Sunday, March 6, 2011

Birth Matters:The Doulas Meet Ina May!

The vibe I got watching Ina May Gaskin speak is that she's a "cool person," someone I would enjoy hanging out with. She feels very approachable, likable, etc. Roz, one of the doulas who went with me yesterday, said that Ina May reminds her of me. That, of course, made Roz my new favorite best friend.

Roz, Ellen, Naomi and I left from Syracuse around 7am yesterday to go see Ina May speak in Ridgewood, NJ. The drive there was almost as fun as one of our Doula Connection meetings; only these women can make four hours in the van seem like a short trip.

Since we were making the trip to attend, we all signed up for both the general talk and the session for professionals.

Ina May's new book, Birth Matters, was available at the event and quickly sold out. It seems the publisher underestimated the number of people who would want to buy books.

During the first session, Ina May established her birth history, the things that got her interested in birth and the early days of The Farm. She spoke about the births that she attended on their caravan of buses and how she and her partners got their midwifery training. She emphasized that birth works and that our culture has scared pregnant women into accepting interventions that don't make birth safer for them or their babies.

One quote that I wrote down during the first talk was, "The common assumptions that form the basis of our beliefs about birth are really screwed up." I wholeheartedly agree with her. I think that women have been backed into a corner by (mostly) male doctors who have taught us that we need them to "save" us.

The professional session focused a lot on reclaiming birth as a feminist action. Ina May said that "millions of women have been convinced that their bodies are gross." She gave several examples of how society is cruel to our mothers and asked the question, "Where is our compassion?" She referenced the National Advocates for Pregnant Women, an organization that works to defend the rights of pregnant women. While I disagree with roughly half of the actions that the organization seems to be working on (I am what you could call anti-abortion), I like seeing that this organization takes a stand against shackling pregnant prisoners, coercing women to have C-sections and defends young, low-income, minority women who choose to continue their pregnancies despite those who think they shouldn't. Ina May talked about how wealthy women of the past had their ovaries, clitorises and uteruses removed as punishment for what the men in their life viewed as sexual sins. She asked, "Why is the American male so bullying to the woman in the realm of birth?"
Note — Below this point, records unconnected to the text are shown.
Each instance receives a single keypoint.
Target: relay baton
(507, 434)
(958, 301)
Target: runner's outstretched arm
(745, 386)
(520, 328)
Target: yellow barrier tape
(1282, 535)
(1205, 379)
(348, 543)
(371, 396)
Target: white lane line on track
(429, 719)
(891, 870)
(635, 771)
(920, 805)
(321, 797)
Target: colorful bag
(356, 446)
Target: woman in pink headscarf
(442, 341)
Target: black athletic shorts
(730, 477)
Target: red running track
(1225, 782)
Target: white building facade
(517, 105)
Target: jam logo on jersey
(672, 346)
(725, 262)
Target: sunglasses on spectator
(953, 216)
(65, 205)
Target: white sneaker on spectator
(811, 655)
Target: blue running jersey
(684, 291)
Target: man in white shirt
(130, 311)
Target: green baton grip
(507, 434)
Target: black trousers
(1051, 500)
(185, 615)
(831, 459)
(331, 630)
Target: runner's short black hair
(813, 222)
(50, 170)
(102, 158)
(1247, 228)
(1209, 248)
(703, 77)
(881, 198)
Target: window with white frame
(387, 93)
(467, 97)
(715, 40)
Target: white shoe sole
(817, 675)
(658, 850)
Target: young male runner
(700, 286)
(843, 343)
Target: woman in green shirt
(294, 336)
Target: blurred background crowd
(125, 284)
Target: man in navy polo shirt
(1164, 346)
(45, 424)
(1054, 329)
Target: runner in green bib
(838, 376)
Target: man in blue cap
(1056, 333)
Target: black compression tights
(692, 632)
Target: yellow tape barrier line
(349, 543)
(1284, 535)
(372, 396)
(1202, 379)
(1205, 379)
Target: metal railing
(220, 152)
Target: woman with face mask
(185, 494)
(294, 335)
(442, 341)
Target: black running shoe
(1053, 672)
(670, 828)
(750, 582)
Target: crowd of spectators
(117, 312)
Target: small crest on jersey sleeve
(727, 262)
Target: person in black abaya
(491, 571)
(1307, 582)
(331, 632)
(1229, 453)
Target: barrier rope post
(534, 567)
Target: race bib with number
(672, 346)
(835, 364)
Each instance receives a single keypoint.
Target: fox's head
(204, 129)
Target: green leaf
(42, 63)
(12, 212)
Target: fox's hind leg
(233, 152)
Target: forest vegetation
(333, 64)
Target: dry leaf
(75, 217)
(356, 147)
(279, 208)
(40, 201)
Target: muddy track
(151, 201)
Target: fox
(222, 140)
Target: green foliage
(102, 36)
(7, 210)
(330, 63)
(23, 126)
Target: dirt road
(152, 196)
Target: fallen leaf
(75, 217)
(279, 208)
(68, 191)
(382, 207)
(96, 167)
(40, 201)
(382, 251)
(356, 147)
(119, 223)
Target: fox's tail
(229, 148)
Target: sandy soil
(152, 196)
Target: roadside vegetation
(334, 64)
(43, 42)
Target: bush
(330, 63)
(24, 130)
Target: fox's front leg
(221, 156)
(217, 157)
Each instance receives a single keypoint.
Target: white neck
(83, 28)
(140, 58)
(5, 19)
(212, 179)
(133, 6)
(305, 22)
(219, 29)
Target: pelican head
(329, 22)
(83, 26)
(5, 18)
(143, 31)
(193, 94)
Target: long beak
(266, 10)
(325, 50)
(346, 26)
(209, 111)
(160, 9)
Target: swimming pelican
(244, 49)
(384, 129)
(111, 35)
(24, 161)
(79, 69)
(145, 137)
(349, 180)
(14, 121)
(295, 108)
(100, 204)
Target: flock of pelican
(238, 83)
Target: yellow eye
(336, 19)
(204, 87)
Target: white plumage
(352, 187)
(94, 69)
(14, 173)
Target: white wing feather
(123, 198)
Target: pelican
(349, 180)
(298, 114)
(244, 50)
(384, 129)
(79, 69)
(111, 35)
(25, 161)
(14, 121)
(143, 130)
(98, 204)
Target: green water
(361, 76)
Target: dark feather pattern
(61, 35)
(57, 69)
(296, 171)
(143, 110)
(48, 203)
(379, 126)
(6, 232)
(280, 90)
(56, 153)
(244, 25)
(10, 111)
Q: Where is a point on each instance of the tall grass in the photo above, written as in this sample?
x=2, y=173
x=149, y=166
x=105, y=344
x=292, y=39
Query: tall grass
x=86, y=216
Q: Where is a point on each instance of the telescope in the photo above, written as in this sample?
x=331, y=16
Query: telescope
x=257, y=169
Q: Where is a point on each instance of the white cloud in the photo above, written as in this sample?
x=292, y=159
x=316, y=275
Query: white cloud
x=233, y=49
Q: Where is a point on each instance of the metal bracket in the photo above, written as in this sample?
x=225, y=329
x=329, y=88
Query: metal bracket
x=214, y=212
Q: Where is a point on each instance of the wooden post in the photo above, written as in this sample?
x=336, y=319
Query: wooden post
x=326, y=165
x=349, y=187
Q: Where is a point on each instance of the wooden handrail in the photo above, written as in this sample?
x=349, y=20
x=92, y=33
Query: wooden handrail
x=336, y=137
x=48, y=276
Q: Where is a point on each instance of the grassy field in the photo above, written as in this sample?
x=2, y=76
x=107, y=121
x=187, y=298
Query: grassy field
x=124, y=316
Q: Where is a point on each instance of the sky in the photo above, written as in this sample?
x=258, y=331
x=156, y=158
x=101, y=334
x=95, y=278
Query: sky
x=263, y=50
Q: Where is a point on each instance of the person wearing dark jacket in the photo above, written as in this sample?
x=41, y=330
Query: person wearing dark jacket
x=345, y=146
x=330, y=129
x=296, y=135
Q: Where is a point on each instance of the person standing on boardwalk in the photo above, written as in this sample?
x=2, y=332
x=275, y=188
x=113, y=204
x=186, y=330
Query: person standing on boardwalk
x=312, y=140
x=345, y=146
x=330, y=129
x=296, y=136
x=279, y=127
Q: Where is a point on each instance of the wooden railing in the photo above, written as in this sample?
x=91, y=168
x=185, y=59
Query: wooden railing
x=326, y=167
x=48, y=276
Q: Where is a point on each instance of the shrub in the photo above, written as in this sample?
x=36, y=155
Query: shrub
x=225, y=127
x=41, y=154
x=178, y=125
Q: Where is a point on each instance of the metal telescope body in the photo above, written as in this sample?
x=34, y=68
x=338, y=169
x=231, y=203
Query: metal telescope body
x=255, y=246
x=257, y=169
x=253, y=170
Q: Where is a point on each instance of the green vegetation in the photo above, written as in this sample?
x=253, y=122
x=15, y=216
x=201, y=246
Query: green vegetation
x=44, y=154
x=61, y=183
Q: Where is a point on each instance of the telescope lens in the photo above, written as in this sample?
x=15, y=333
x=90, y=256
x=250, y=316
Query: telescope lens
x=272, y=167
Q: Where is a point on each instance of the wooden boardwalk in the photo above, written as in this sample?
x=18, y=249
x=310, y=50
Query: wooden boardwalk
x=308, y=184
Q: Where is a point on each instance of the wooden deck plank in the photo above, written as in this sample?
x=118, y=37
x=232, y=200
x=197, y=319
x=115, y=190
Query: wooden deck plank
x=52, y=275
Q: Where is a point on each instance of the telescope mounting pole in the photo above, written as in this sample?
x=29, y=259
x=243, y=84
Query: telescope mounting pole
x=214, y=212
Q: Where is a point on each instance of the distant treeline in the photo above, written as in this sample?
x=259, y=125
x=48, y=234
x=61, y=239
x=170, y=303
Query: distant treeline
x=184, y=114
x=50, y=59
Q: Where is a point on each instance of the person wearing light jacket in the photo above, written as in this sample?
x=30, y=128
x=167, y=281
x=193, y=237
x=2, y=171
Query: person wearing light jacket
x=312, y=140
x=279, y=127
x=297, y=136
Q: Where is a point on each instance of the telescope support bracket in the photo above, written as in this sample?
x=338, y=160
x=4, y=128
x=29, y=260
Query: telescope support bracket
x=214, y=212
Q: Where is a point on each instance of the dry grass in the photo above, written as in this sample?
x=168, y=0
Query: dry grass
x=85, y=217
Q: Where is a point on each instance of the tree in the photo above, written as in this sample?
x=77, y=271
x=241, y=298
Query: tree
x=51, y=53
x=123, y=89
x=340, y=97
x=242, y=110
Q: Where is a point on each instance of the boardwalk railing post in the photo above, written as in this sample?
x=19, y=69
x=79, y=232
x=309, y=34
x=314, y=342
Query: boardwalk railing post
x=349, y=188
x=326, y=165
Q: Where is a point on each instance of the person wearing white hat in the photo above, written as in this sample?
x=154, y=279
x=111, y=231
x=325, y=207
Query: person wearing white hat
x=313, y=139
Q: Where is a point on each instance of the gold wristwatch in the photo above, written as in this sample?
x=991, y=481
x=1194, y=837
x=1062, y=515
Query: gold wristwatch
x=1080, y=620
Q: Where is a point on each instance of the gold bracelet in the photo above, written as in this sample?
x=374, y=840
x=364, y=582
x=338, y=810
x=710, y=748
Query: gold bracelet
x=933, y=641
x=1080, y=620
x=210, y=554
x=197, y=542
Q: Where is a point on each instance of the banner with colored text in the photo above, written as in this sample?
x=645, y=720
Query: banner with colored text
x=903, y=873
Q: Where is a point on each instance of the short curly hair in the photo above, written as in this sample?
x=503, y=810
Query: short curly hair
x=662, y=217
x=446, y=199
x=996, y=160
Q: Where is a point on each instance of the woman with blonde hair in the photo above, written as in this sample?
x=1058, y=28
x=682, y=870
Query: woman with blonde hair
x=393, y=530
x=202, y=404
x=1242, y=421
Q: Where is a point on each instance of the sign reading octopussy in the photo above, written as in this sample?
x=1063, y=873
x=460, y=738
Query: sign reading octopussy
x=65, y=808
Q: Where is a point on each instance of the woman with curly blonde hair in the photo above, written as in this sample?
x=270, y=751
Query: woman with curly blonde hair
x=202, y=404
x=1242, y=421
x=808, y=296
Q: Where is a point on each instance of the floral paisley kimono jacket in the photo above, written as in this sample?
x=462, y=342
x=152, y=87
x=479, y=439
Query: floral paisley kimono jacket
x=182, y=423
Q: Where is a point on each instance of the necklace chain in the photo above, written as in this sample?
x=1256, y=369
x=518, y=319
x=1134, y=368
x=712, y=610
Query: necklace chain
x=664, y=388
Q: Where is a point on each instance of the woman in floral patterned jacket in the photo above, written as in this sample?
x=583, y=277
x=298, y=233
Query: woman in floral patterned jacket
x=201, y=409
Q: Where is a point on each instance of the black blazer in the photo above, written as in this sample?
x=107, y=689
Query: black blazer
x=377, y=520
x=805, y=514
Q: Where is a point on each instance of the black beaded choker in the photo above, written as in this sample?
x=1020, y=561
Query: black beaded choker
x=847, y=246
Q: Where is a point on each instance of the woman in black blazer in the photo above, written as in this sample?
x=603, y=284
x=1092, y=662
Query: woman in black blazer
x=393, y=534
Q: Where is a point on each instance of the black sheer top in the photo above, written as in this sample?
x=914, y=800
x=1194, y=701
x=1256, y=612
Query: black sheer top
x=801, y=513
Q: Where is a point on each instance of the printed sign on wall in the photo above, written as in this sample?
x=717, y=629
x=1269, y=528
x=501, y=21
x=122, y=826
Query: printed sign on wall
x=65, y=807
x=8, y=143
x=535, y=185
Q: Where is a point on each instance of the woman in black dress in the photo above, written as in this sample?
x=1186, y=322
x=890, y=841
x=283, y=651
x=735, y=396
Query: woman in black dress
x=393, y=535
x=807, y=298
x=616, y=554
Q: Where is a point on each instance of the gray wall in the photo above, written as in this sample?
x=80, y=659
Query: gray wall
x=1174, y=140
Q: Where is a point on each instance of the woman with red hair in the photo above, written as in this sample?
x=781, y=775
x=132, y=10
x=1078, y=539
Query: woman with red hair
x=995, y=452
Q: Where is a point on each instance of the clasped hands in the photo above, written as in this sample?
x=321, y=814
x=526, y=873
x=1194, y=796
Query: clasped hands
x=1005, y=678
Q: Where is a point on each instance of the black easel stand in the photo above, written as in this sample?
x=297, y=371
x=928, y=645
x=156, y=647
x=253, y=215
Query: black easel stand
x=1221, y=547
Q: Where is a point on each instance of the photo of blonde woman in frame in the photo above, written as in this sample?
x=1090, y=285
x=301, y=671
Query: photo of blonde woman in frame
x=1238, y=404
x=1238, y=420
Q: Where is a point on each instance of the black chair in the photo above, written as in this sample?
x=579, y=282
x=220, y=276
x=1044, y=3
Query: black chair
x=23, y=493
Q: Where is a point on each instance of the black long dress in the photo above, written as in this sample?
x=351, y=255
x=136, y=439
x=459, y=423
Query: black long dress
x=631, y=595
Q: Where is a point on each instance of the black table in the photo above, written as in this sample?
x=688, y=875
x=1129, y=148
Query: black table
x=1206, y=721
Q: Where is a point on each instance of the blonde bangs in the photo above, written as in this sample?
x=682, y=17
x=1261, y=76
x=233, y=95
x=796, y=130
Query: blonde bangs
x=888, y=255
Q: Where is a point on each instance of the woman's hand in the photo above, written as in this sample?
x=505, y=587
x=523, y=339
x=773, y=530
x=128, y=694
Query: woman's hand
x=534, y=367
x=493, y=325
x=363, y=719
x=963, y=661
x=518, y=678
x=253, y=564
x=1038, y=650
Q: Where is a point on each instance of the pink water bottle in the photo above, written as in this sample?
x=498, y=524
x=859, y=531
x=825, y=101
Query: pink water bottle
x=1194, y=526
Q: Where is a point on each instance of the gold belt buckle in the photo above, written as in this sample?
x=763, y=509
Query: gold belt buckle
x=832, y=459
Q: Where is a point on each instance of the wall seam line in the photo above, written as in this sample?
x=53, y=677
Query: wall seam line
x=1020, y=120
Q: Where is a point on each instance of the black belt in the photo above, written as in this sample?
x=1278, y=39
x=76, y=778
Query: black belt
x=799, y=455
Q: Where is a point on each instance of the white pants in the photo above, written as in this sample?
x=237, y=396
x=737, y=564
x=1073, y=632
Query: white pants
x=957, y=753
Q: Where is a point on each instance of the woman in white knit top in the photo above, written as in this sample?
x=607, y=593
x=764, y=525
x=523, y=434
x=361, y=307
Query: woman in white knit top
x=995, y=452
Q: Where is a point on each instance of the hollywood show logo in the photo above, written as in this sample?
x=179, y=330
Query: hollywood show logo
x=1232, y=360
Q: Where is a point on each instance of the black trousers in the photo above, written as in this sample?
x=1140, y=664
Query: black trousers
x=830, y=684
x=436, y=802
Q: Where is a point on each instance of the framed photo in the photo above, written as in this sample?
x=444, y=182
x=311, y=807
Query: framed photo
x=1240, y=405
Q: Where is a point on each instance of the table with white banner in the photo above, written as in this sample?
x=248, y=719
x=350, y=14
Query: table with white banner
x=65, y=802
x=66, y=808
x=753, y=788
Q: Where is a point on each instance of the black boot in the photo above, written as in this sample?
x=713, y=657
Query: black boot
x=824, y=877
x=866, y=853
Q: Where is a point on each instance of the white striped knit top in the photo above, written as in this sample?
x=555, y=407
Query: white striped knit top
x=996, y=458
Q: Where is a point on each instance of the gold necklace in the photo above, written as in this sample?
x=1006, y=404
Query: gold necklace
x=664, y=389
Near the end, she showed a chimp birth video that clearly illustrates that mammals know how to birth their babies:

Look at this mama! She knows just what to do!

Ina May talked about this elephant birth video, where a baby elephant is born and takes a few minutes to start breathing. The mama elephant resucitates the baby in her very elephanty way. The question Ina May asks is "How did she know how to do that?"

At the very end, Ina May brought out a portion of the Safe Motherhood Quilt and shared about the many people who had contacted her since she began the project. You can learn more about the quilt here:

When the quilt came out, every camera flash in the audience was going off and every cell phone that could take pictures was doing so (including mine obviously). It is a very sad and powerful thing to listen to someone talk about mothers who died because of things that could have been avoided, prevented or detected.

I am now working through her book, Birth Matters. I can't wait to see her again in a couple of weeks at the Midwifery Today conference.


  1. I'd love to hear what you think about the book, and get more of a description of what it is about! :)

  2. Oh, wow. Those videos are so moving. Although I know the "point" is to see how normal birth is, the thing that strikes me the most is the kinship I feel with the mothers, especially the elephant mother - her increased agitation as the baby continues to lay limp on the floor, her trumpeting in desperation, her focused efforts to save her baby - I felt like I was watching a human, her emotions were so clear.